História sem fim

Escrever sobre Perus 30 anos depois é falar dos mortos de ontem e de hoje, afirma autor

Jornalista conclui “biografia” da vala descoberta em 1990, com mais de mil ossadas

Camilo Vannuchi, Fernando Frazão (Agência Brasil) e Douglas Mansur
Camilo Vannuchi, Fernando Frazão (Agência Brasil) e Douglas Mansur
Violência do Estado mostra que o Brasil ainda tem déficit de civilização

São Paulo – “Escrever sobre a vala de Perus em 2020 é falar dos mortos, dos desaparecidos e dos ocultados de ontem e de hoje”, afirma o jornalista e escritor Camilo Vannuchi. Nesta semana, ele publicou o oitavo e último capítulo da “biografia” da vala clandestina descoberta em 1990. Eram mais de mil ossadas, no Cemitério Dom Bosco, bairro de Perus, na capital paulista.

A iniciativa é do Instituto Vladimir Herzog. Por enquanto, o conteúdo é apenas digital – e pode ser acessado aqui.

“O Estado não é omisso quando exerce deliberadamente a ação de sumir com opositores, criminosos e cidadãos inocentes. Nestes casos, ele é autor do crime”, escreve Vannuchi. “O Estado é omisso quando se exime da responsabilidade de coibir o desaparecimento forçado e punir aqueles que o praticam. Ele também é omisso quando não envida esforços suficientes para prevenir o desaparecimento ou buscar soluções.”

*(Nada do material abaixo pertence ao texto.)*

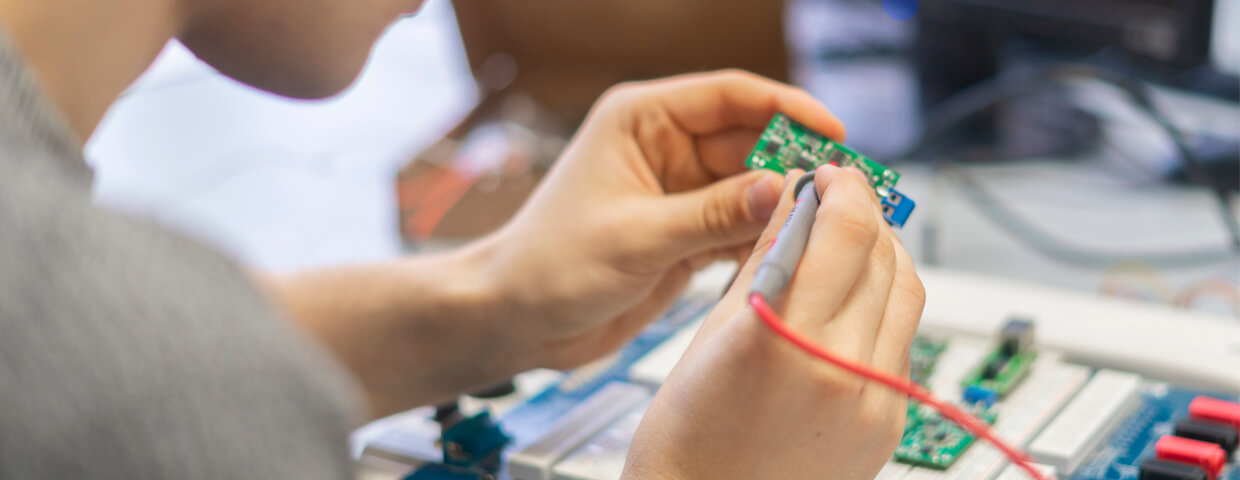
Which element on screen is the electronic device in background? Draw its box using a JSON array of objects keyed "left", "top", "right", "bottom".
[
  {"left": 913, "top": 0, "right": 1238, "bottom": 162},
  {"left": 916, "top": 0, "right": 1220, "bottom": 94},
  {"left": 901, "top": 1, "right": 1240, "bottom": 269}
]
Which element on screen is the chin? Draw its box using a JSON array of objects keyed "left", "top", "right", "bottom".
[
  {"left": 180, "top": 27, "right": 373, "bottom": 101},
  {"left": 195, "top": 51, "right": 368, "bottom": 100},
  {"left": 260, "top": 71, "right": 360, "bottom": 100}
]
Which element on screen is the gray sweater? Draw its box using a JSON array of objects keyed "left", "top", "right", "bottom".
[{"left": 0, "top": 32, "right": 360, "bottom": 478}]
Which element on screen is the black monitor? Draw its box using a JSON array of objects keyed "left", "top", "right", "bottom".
[{"left": 915, "top": 0, "right": 1218, "bottom": 108}]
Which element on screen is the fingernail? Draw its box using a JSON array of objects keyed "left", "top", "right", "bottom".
[
  {"left": 815, "top": 164, "right": 840, "bottom": 183},
  {"left": 746, "top": 173, "right": 782, "bottom": 221}
]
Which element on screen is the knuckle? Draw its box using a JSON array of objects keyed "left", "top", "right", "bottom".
[
  {"left": 854, "top": 392, "right": 907, "bottom": 449},
  {"left": 808, "top": 358, "right": 866, "bottom": 398},
  {"left": 822, "top": 376, "right": 866, "bottom": 403},
  {"left": 632, "top": 107, "right": 684, "bottom": 160},
  {"left": 871, "top": 233, "right": 898, "bottom": 272},
  {"left": 597, "top": 81, "right": 644, "bottom": 106},
  {"left": 828, "top": 206, "right": 880, "bottom": 252},
  {"left": 884, "top": 405, "right": 908, "bottom": 446},
  {"left": 898, "top": 270, "right": 928, "bottom": 307},
  {"left": 855, "top": 396, "right": 889, "bottom": 429},
  {"left": 699, "top": 194, "right": 736, "bottom": 239},
  {"left": 715, "top": 68, "right": 757, "bottom": 83}
]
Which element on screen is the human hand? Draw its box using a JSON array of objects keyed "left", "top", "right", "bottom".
[
  {"left": 621, "top": 165, "right": 926, "bottom": 479},
  {"left": 481, "top": 70, "right": 846, "bottom": 370}
]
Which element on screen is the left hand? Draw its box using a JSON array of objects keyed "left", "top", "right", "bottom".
[{"left": 482, "top": 70, "right": 846, "bottom": 369}]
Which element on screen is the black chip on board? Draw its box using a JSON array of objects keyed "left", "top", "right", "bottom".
[{"left": 827, "top": 149, "right": 848, "bottom": 165}]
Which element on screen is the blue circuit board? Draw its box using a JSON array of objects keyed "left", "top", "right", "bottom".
[
  {"left": 392, "top": 305, "right": 1240, "bottom": 480},
  {"left": 399, "top": 299, "right": 709, "bottom": 480},
  {"left": 1070, "top": 387, "right": 1240, "bottom": 480},
  {"left": 498, "top": 299, "right": 710, "bottom": 450}
]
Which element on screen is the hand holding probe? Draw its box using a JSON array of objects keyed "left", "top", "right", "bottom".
[{"left": 745, "top": 170, "right": 1049, "bottom": 480}]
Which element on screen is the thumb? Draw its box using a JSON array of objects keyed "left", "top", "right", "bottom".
[{"left": 644, "top": 170, "right": 785, "bottom": 264}]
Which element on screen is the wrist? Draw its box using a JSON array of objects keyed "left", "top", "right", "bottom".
[
  {"left": 263, "top": 236, "right": 546, "bottom": 418},
  {"left": 463, "top": 229, "right": 559, "bottom": 371},
  {"left": 412, "top": 235, "right": 548, "bottom": 380}
]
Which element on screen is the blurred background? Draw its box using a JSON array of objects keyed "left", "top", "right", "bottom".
[{"left": 87, "top": 0, "right": 1240, "bottom": 318}]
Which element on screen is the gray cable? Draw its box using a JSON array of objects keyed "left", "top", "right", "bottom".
[{"left": 751, "top": 173, "right": 820, "bottom": 298}]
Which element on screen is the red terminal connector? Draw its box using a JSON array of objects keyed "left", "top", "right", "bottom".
[
  {"left": 1155, "top": 435, "right": 1226, "bottom": 480},
  {"left": 1190, "top": 396, "right": 1240, "bottom": 432}
]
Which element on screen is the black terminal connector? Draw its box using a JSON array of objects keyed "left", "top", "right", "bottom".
[
  {"left": 1175, "top": 418, "right": 1239, "bottom": 456},
  {"left": 999, "top": 318, "right": 1035, "bottom": 357},
  {"left": 1139, "top": 457, "right": 1209, "bottom": 480},
  {"left": 982, "top": 359, "right": 1006, "bottom": 380},
  {"left": 433, "top": 402, "right": 464, "bottom": 429},
  {"left": 469, "top": 380, "right": 518, "bottom": 399}
]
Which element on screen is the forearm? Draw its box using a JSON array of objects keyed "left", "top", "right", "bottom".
[{"left": 256, "top": 238, "right": 542, "bottom": 420}]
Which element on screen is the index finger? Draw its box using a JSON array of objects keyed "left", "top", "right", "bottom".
[{"left": 638, "top": 70, "right": 847, "bottom": 141}]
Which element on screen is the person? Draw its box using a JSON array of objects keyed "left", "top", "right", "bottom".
[{"left": 0, "top": 0, "right": 925, "bottom": 478}]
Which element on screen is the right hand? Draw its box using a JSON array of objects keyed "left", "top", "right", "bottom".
[{"left": 623, "top": 164, "right": 926, "bottom": 479}]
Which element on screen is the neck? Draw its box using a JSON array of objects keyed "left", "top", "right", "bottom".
[{"left": 0, "top": 0, "right": 183, "bottom": 143}]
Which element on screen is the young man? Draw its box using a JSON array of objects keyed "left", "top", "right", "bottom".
[{"left": 0, "top": 0, "right": 924, "bottom": 478}]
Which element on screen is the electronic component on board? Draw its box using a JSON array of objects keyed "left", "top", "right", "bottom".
[
  {"left": 1175, "top": 418, "right": 1239, "bottom": 455},
  {"left": 963, "top": 385, "right": 999, "bottom": 409},
  {"left": 1155, "top": 436, "right": 1226, "bottom": 480},
  {"left": 908, "top": 336, "right": 948, "bottom": 386},
  {"left": 1140, "top": 457, "right": 1210, "bottom": 480},
  {"left": 961, "top": 318, "right": 1037, "bottom": 396},
  {"left": 882, "top": 189, "right": 916, "bottom": 228},
  {"left": 999, "top": 318, "right": 1035, "bottom": 356},
  {"left": 894, "top": 403, "right": 997, "bottom": 469}
]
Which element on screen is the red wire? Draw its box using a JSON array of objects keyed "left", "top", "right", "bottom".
[{"left": 747, "top": 293, "right": 1050, "bottom": 480}]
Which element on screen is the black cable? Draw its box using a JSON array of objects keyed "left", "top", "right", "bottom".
[
  {"left": 908, "top": 64, "right": 1240, "bottom": 266},
  {"left": 1117, "top": 76, "right": 1240, "bottom": 252},
  {"left": 943, "top": 164, "right": 1237, "bottom": 269}
]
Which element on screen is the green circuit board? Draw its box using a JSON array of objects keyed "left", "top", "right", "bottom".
[
  {"left": 910, "top": 336, "right": 948, "bottom": 386},
  {"left": 745, "top": 113, "right": 900, "bottom": 198},
  {"left": 960, "top": 349, "right": 1037, "bottom": 397},
  {"left": 895, "top": 404, "right": 999, "bottom": 469}
]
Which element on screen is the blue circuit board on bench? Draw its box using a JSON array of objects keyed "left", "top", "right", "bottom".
[
  {"left": 386, "top": 301, "right": 1240, "bottom": 480},
  {"left": 498, "top": 299, "right": 709, "bottom": 450},
  {"left": 1070, "top": 387, "right": 1240, "bottom": 480}
]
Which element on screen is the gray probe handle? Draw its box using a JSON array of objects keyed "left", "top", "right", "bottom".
[{"left": 750, "top": 173, "right": 819, "bottom": 298}]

Mortos: a ditadura presente

É um déficit civilizatório a rigor nunca superado. E que chega com força renovada ao governo atual. Vannuchi cita vários momentos em que o agora presidente da República faz, ou fez, apologia de crimes cometidos pela ditadura.

A obra levou três meses para ser concluída. O autor entrevistou 40 pessoas, além de consultar várias fontes de pesquisa. O primeiro capítulo do livro foi lançado em 1º de setembro, nos 30 anos da descoberta da vala de Perus, com um debate virtual.

Perus, ossadas e descobertas

Vannuchi dedica espaço à retomada das análises das ossadas dos mortos de Perus. Da procura de espaço adequado à divergência entre peritos. O período de limbo começou a ser superado em 2014, a partir de protocolo de intenções firmado entre a Secretaria de Direitos Humanos, a Comissão Especial sobre Mortos e Desaparecidos Políticos e a Universidade Federal de São Paulo (Unifesp). O acordo envolveu ainda a Secretaria Municipal de Direitos Humanos e Cidadania. Surgiam o Centro de Antropologia e Arqueologia Forense (Caaf) e o Grupo de Trabalho Perus (GTP).

Foi um longo caminho até que as primeiras amostas chegassem a um laboratório em Sarajevo, capital da Bósnia e Herzegovina , em 2017. E a primeira identificação foi confirmada no início do ano seguinte. A segunda veio no final do mesmo ano. A mudança de governo trouxe ameaças à continuidade do projeto. Mas a história continua sendo contada.